Desametasone, la nuova stella
«Riduce la mortalità di un terzo nei pazienti gravi», ha annunciato martedì l’università di Oxford. Ma con un comunicato stampa, non uno studio scientifico. «Della validità dei risultati non abbiamo comunque motivo di dubitare», dice Bonfanti. Il cortisonico è ben noto ed è usato per molte malattie. «Nel Covid funziona perché riduce l’attività del sistema immunitario, che nella fase grave della malattia si scatena in modo eccessivo». In Italia il desametasone è stato usato fin da subito contro il Covid, ma in modo sporadico, su iniziativa dei singoli medici. «Agli inglesi va il merito – per Bonfanti – di aver sistematizzato un’intuizione che noi avevamo avuto, ma non abbiamo tradotto in tempo in sperimentazione».

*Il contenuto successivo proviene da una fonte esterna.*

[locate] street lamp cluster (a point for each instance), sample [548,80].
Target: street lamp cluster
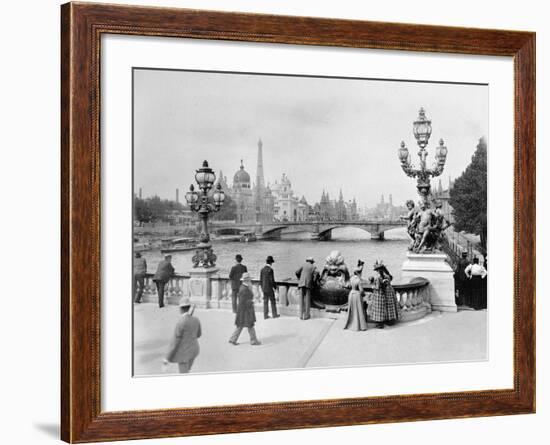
[422,130]
[201,203]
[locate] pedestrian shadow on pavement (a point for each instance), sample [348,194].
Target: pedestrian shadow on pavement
[275,339]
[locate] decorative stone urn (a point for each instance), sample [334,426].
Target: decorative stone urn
[433,267]
[332,293]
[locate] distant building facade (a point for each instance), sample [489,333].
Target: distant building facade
[336,210]
[287,206]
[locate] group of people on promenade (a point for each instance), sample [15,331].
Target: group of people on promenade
[382,306]
[184,346]
[471,282]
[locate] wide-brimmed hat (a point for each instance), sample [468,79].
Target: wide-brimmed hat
[184,302]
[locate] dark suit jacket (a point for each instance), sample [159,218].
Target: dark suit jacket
[235,275]
[184,345]
[267,280]
[307,275]
[165,270]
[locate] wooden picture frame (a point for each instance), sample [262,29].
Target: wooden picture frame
[82,26]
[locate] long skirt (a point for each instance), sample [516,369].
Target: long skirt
[384,304]
[356,316]
[478,292]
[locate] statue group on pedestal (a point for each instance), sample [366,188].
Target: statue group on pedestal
[425,226]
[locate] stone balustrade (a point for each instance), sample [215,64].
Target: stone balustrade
[413,297]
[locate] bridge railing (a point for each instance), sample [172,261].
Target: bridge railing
[413,297]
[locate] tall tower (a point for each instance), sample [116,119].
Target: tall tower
[260,167]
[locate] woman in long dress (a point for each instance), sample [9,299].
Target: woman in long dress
[477,274]
[356,316]
[384,310]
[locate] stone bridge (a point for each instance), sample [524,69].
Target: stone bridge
[320,230]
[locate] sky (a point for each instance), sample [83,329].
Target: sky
[324,133]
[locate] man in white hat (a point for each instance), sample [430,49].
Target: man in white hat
[245,318]
[184,347]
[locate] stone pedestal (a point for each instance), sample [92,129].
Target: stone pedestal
[200,286]
[433,267]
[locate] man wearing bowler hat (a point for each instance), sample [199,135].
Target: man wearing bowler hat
[245,318]
[307,275]
[235,277]
[165,271]
[184,347]
[267,280]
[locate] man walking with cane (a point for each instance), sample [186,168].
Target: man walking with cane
[267,280]
[245,318]
[235,276]
[165,271]
[184,347]
[306,275]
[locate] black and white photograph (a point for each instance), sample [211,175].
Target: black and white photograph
[296,222]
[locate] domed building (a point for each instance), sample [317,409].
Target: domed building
[243,196]
[287,206]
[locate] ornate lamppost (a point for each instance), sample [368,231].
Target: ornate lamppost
[200,202]
[422,130]
[426,225]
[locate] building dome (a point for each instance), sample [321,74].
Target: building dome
[241,177]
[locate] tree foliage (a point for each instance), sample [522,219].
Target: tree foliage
[468,196]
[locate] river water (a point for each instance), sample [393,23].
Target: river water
[290,253]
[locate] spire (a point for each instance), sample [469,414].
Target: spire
[260,167]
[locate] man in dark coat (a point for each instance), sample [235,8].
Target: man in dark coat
[267,281]
[245,318]
[235,276]
[461,280]
[184,347]
[140,270]
[165,271]
[307,276]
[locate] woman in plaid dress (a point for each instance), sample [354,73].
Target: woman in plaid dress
[384,308]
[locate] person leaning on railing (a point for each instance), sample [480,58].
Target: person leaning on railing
[140,270]
[477,274]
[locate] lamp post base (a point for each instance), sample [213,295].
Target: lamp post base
[200,286]
[433,267]
[204,256]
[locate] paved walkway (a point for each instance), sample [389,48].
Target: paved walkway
[288,342]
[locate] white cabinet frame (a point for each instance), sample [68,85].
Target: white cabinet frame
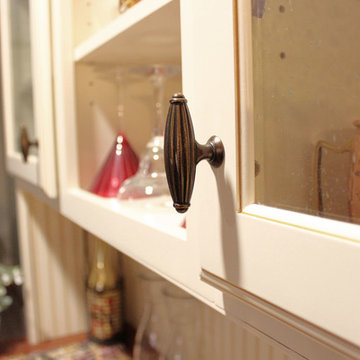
[40,170]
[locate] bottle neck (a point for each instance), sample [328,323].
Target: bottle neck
[103,275]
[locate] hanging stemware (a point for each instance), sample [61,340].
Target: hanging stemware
[121,162]
[150,179]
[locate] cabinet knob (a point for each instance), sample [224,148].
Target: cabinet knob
[25,143]
[182,152]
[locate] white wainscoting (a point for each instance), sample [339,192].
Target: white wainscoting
[53,260]
[220,338]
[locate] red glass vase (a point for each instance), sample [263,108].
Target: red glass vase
[120,164]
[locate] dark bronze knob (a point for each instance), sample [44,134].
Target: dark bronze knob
[182,152]
[25,143]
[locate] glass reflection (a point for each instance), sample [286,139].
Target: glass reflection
[306,98]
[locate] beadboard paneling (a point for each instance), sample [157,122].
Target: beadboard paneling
[220,338]
[52,259]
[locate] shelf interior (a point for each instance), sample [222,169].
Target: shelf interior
[149,32]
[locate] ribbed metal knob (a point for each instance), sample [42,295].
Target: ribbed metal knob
[182,152]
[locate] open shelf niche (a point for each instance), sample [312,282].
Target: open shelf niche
[147,34]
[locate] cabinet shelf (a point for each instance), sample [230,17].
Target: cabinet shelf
[130,227]
[147,33]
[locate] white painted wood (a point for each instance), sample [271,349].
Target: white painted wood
[64,92]
[25,171]
[53,261]
[206,49]
[40,170]
[305,272]
[41,56]
[148,33]
[218,337]
[29,288]
[7,76]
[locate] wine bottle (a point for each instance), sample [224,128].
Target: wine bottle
[104,296]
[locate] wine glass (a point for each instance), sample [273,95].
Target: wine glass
[150,179]
[121,162]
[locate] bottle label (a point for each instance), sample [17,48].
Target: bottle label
[105,313]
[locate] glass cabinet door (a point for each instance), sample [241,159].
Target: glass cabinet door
[27,91]
[307,106]
[283,96]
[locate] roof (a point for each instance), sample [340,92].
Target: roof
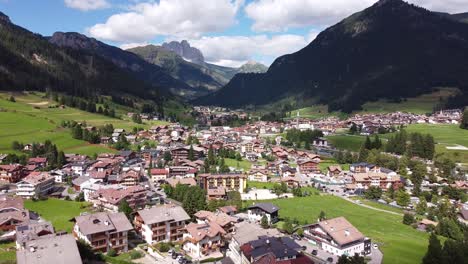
[51,249]
[342,231]
[219,218]
[199,231]
[163,213]
[267,207]
[103,221]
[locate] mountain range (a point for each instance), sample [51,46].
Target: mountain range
[187,64]
[391,50]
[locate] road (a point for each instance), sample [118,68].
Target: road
[370,207]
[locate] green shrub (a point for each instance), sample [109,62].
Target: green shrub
[111,253]
[136,254]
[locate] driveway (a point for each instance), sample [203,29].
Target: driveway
[322,256]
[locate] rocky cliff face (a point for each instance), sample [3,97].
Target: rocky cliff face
[184,50]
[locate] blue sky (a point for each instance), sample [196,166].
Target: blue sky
[229,32]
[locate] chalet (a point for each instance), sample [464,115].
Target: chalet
[103,231]
[338,237]
[257,211]
[109,199]
[11,173]
[203,239]
[230,181]
[308,166]
[334,170]
[162,223]
[12,213]
[258,175]
[273,250]
[36,184]
[38,162]
[159,175]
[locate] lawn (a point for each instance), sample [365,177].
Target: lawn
[30,119]
[400,243]
[243,164]
[59,212]
[418,105]
[347,142]
[7,253]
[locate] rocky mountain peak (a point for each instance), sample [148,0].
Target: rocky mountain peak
[186,51]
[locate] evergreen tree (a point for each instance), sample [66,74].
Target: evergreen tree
[434,251]
[191,155]
[464,121]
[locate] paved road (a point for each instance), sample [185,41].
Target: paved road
[370,207]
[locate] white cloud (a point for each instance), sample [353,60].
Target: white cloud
[450,6]
[87,5]
[185,18]
[133,45]
[281,15]
[234,51]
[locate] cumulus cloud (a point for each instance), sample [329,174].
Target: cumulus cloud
[133,45]
[185,18]
[234,51]
[281,15]
[87,5]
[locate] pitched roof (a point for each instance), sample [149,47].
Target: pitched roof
[342,231]
[163,213]
[103,221]
[267,207]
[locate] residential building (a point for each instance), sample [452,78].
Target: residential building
[230,181]
[273,250]
[103,231]
[203,239]
[162,223]
[32,231]
[12,213]
[57,249]
[109,199]
[159,175]
[222,219]
[36,184]
[257,211]
[12,173]
[338,237]
[308,166]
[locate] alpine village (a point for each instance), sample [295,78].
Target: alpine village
[350,148]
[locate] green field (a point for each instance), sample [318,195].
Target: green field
[243,164]
[346,142]
[30,119]
[418,105]
[59,212]
[7,252]
[400,243]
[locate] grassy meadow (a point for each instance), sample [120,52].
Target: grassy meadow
[30,119]
[400,243]
[58,212]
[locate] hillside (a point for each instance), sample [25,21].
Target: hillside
[187,64]
[127,61]
[391,50]
[29,61]
[196,76]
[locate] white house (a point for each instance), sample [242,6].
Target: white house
[257,211]
[35,184]
[338,237]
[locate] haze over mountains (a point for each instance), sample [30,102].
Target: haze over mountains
[390,50]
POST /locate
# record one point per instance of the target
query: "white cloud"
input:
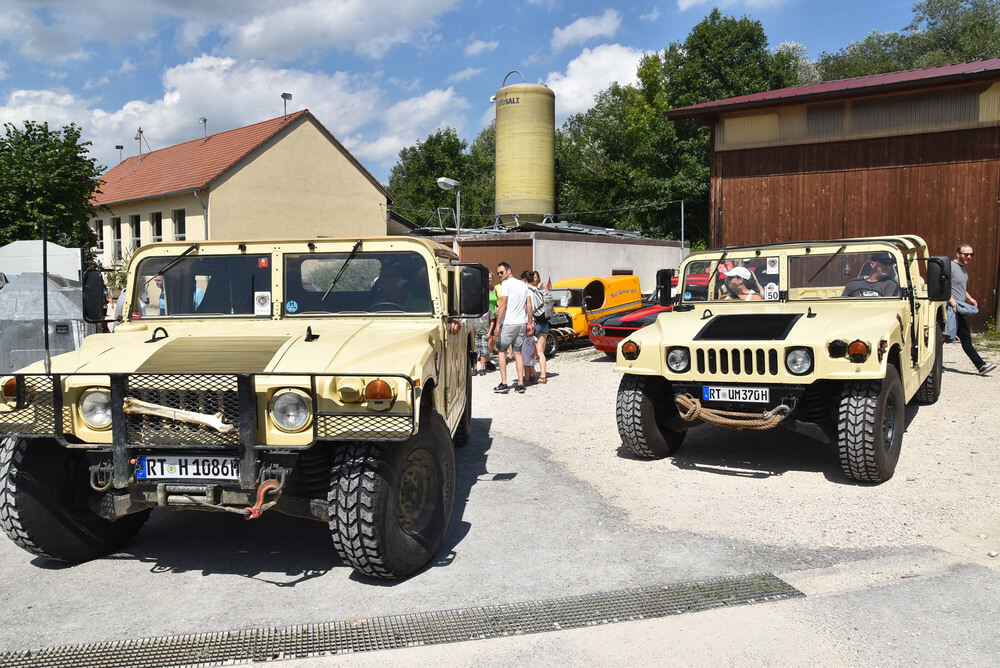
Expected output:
(688, 4)
(409, 121)
(479, 46)
(368, 27)
(229, 93)
(652, 16)
(590, 73)
(466, 74)
(586, 28)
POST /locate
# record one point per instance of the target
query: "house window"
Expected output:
(180, 226)
(98, 227)
(133, 228)
(116, 239)
(156, 223)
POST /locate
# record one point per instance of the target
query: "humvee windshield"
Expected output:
(208, 285)
(370, 282)
(851, 275)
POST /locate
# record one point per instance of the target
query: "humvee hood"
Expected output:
(787, 322)
(351, 346)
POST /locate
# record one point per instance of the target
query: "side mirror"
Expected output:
(473, 290)
(665, 280)
(94, 301)
(939, 278)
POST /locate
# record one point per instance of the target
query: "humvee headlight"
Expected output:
(858, 351)
(679, 360)
(798, 361)
(290, 410)
(95, 408)
(379, 395)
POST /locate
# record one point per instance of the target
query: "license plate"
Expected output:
(752, 395)
(151, 467)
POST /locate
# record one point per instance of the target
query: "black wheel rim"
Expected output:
(418, 486)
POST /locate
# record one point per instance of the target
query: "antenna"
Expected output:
(138, 138)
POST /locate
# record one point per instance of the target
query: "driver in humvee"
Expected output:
(880, 280)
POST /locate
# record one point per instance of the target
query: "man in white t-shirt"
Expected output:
(513, 322)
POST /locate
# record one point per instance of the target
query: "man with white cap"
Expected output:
(738, 281)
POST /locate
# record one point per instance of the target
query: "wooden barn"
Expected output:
(915, 152)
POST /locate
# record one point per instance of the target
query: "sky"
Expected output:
(379, 74)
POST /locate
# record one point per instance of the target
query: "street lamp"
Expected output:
(444, 183)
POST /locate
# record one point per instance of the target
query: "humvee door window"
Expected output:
(207, 285)
(855, 275)
(372, 282)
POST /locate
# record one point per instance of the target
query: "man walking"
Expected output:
(513, 322)
(957, 306)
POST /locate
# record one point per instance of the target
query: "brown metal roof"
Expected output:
(195, 164)
(856, 87)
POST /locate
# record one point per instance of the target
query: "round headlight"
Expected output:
(290, 410)
(95, 408)
(798, 361)
(678, 359)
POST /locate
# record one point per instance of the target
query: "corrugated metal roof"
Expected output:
(195, 164)
(858, 86)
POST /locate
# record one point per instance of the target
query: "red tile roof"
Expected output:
(195, 164)
(858, 86)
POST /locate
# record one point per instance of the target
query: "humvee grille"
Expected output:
(208, 394)
(737, 361)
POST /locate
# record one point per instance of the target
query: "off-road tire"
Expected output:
(464, 429)
(643, 408)
(374, 530)
(43, 503)
(930, 389)
(870, 427)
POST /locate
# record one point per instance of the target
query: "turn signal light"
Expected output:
(630, 350)
(858, 351)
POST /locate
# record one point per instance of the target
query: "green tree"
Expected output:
(413, 180)
(623, 157)
(47, 176)
(942, 32)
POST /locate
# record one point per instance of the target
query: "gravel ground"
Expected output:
(775, 487)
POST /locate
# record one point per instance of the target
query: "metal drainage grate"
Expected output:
(414, 630)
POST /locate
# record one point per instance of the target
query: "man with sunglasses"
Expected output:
(961, 305)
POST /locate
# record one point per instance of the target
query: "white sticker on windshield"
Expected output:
(262, 303)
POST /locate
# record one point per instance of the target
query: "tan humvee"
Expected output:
(828, 338)
(327, 379)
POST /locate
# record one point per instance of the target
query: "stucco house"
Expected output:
(285, 177)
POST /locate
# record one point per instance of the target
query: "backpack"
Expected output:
(541, 305)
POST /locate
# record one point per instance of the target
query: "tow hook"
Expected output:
(100, 476)
(268, 486)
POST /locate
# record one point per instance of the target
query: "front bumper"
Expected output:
(41, 411)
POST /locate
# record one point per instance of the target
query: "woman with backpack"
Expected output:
(541, 302)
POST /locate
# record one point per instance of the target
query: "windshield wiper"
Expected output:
(176, 261)
(717, 265)
(354, 252)
(839, 250)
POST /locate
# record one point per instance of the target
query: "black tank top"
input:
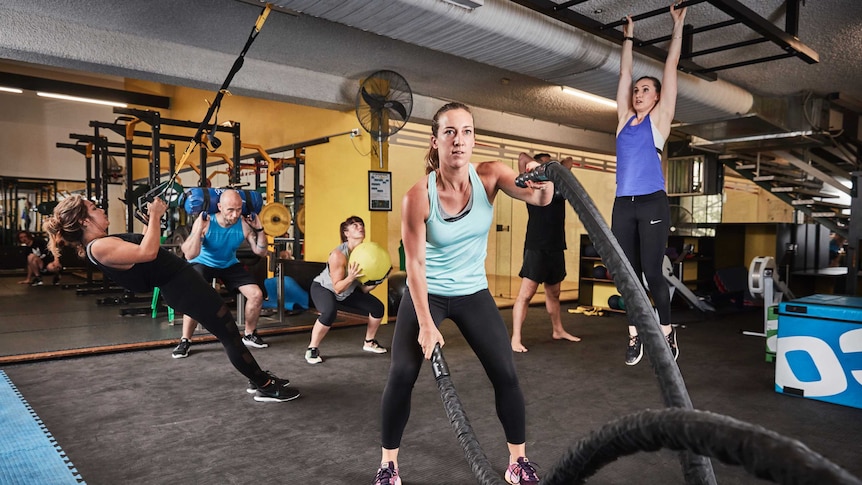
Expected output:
(546, 227)
(142, 277)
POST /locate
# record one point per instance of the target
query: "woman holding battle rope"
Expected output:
(445, 221)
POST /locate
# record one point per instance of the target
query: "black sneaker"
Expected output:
(312, 355)
(253, 340)
(252, 387)
(182, 350)
(671, 341)
(635, 350)
(277, 390)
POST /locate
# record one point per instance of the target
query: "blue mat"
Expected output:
(28, 452)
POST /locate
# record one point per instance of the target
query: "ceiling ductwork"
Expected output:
(511, 37)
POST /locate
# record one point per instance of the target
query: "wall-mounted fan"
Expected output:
(383, 105)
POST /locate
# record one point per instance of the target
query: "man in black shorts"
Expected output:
(211, 248)
(544, 260)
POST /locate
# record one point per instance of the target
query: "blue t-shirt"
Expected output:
(455, 251)
(218, 249)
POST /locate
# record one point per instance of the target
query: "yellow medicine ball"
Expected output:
(373, 260)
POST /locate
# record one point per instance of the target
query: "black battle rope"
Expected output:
(696, 469)
(697, 434)
(479, 463)
(763, 453)
(196, 140)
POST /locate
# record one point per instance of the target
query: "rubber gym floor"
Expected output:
(139, 416)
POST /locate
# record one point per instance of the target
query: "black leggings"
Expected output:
(358, 301)
(480, 322)
(188, 293)
(641, 224)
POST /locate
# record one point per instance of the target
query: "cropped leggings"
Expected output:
(188, 293)
(641, 224)
(480, 322)
(357, 302)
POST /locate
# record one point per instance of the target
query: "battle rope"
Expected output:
(696, 469)
(763, 453)
(479, 463)
(697, 434)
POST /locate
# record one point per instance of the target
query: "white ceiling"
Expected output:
(501, 57)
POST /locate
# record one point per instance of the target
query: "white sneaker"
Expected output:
(373, 346)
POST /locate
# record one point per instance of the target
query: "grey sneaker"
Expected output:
(182, 350)
(312, 355)
(635, 350)
(253, 340)
(276, 391)
(252, 387)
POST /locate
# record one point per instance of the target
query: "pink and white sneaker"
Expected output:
(522, 473)
(388, 475)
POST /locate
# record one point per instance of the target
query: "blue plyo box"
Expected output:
(819, 349)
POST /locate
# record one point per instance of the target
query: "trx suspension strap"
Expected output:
(196, 140)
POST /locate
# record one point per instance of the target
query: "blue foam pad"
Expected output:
(28, 452)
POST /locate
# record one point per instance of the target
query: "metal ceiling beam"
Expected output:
(782, 39)
(570, 17)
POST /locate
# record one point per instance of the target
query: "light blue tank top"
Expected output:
(638, 160)
(218, 249)
(455, 251)
(325, 279)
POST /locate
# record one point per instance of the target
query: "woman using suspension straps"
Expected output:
(445, 221)
(138, 263)
(641, 214)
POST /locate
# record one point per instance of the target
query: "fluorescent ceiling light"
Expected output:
(468, 4)
(82, 100)
(590, 97)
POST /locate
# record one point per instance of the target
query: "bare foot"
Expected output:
(518, 347)
(566, 336)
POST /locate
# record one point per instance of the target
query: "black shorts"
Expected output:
(547, 267)
(232, 277)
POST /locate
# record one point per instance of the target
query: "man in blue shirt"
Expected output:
(211, 248)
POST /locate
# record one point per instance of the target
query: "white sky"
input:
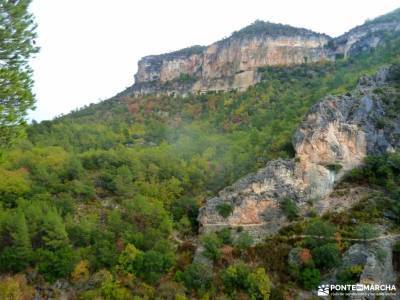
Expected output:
(90, 48)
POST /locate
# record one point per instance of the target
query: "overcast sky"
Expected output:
(90, 48)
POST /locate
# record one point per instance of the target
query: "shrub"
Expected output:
(350, 275)
(244, 240)
(290, 209)
(225, 236)
(319, 228)
(196, 277)
(366, 231)
(211, 244)
(326, 256)
(224, 209)
(310, 278)
(334, 167)
(235, 277)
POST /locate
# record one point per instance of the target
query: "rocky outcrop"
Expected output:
(230, 63)
(335, 136)
(233, 63)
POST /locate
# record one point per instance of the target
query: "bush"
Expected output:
(334, 167)
(319, 228)
(196, 277)
(290, 209)
(224, 209)
(310, 278)
(56, 264)
(244, 241)
(350, 275)
(366, 231)
(235, 277)
(211, 244)
(225, 236)
(326, 256)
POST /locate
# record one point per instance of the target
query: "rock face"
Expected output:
(233, 63)
(335, 136)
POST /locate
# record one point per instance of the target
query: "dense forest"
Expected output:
(104, 200)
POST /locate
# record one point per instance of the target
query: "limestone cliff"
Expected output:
(335, 136)
(230, 63)
(233, 63)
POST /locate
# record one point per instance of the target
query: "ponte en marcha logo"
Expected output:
(357, 289)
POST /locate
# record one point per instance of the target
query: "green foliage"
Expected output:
(151, 265)
(290, 209)
(319, 228)
(310, 278)
(212, 244)
(366, 231)
(350, 275)
(381, 172)
(224, 209)
(196, 277)
(115, 184)
(334, 167)
(243, 241)
(225, 236)
(55, 264)
(239, 276)
(17, 32)
(326, 256)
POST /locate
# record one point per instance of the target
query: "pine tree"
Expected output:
(17, 256)
(17, 44)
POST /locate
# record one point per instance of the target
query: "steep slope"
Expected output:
(229, 63)
(334, 137)
(233, 63)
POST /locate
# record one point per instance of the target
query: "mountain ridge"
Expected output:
(233, 62)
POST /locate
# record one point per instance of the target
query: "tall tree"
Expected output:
(17, 45)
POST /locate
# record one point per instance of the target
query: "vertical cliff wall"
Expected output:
(335, 136)
(232, 63)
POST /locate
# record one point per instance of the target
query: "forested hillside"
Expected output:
(106, 198)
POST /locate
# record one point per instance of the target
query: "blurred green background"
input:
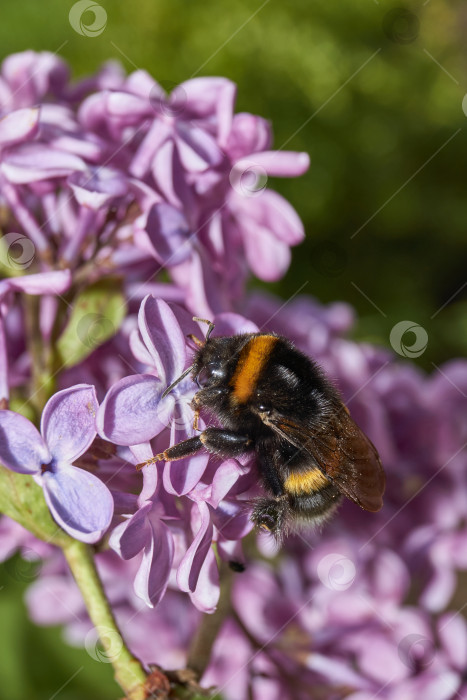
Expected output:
(373, 91)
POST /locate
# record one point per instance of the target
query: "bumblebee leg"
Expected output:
(272, 515)
(222, 442)
(226, 443)
(196, 419)
(183, 449)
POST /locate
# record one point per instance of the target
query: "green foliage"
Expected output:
(96, 316)
(23, 500)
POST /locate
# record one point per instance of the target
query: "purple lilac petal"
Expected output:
(153, 574)
(79, 501)
(190, 566)
(132, 411)
(55, 282)
(31, 75)
(131, 536)
(271, 211)
(229, 323)
(205, 596)
(170, 177)
(163, 338)
(267, 257)
(169, 233)
(32, 162)
(152, 142)
(452, 631)
(224, 479)
(181, 477)
(68, 422)
(22, 448)
(98, 187)
(19, 125)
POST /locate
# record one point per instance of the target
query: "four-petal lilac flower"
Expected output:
(78, 500)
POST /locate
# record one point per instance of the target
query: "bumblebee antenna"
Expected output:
(182, 376)
(210, 324)
(188, 370)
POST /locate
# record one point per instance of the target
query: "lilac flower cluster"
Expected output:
(163, 198)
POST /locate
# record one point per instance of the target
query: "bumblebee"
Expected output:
(273, 400)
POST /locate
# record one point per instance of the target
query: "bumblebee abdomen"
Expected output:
(252, 361)
(303, 483)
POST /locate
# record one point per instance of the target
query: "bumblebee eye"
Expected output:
(208, 373)
(264, 409)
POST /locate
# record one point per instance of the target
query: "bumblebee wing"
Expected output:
(343, 453)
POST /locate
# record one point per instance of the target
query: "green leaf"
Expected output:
(96, 316)
(23, 500)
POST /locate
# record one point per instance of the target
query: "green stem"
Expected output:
(129, 672)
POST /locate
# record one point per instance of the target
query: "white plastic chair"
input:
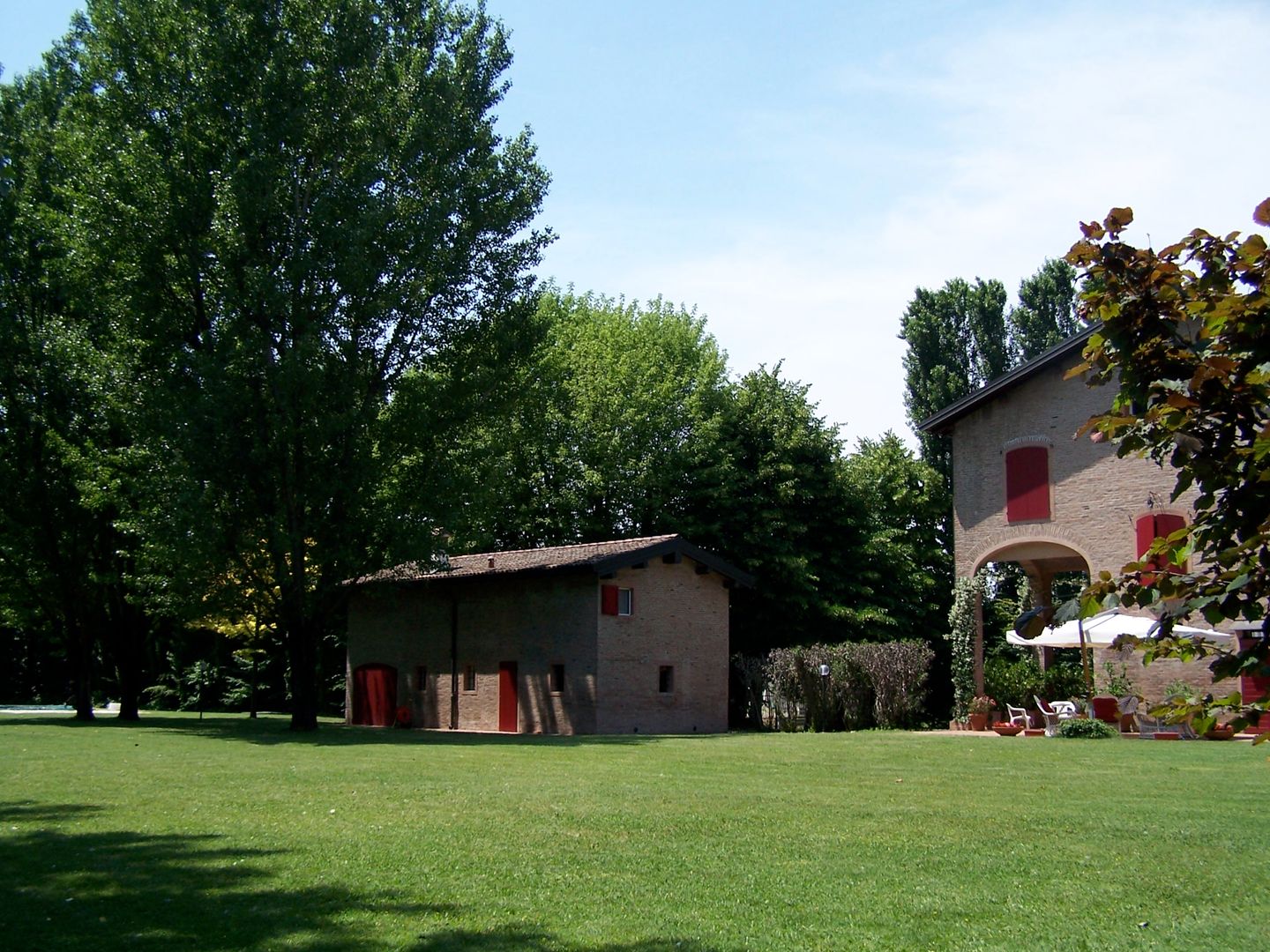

Tocilizumab, quando usarlo?
Il tocilizumab è un antinfiammatorio che frena la tempesta immunitaria, come i corticosteroidi. Uno studio dell’Aifa la scorsa settimana lo ha bocciato: nessun miglioramento. Un’altra sperimentazione di Yale, pubblicata sulla rivista Chest, ha rilevato invece dei miglioramenti. E i medici in lui continuano a credere, in attesa di dati più chiari. «L’impressione – per Bonfanti – è che sia più utile nella fase avanzata della malattia, non in quella iniziale, quando la tempesta del sistema immunitario scatena i sintomi più gravi». Aspetto di cui la sperimentazione Aifa aveva tenuto conto solo in parte.
Gli astri nascenti
Sono i nuovi antivirali, messi a punto specificatamente contro il Covid e non tirati fuori dal cassetto. O i farmaci scelti dall’intelligenza artificiale, come l’antinfiammatorio baricitinib o il raloxifene, usato contro l’osteoporosi: secondo il supercomputer europeo Exscalate4CoV, avrebbe il potere di bloccare la replicazione del virus, ma dovremo aspettare i test sull’uomo per conferme. Nella filiera dei nuovi farmaci spiccano poi gli anticorpi monoclonali. Sono la versione artificiale ed evoluta degli anticorpi che si trovano nel plasma dei convalescenti. Vengono copiati da quelli prodotti dell’organismo umano, e creati in grandi quantità dalle aziende biotech. Nel migliore dei casi, arriveranno in autunno.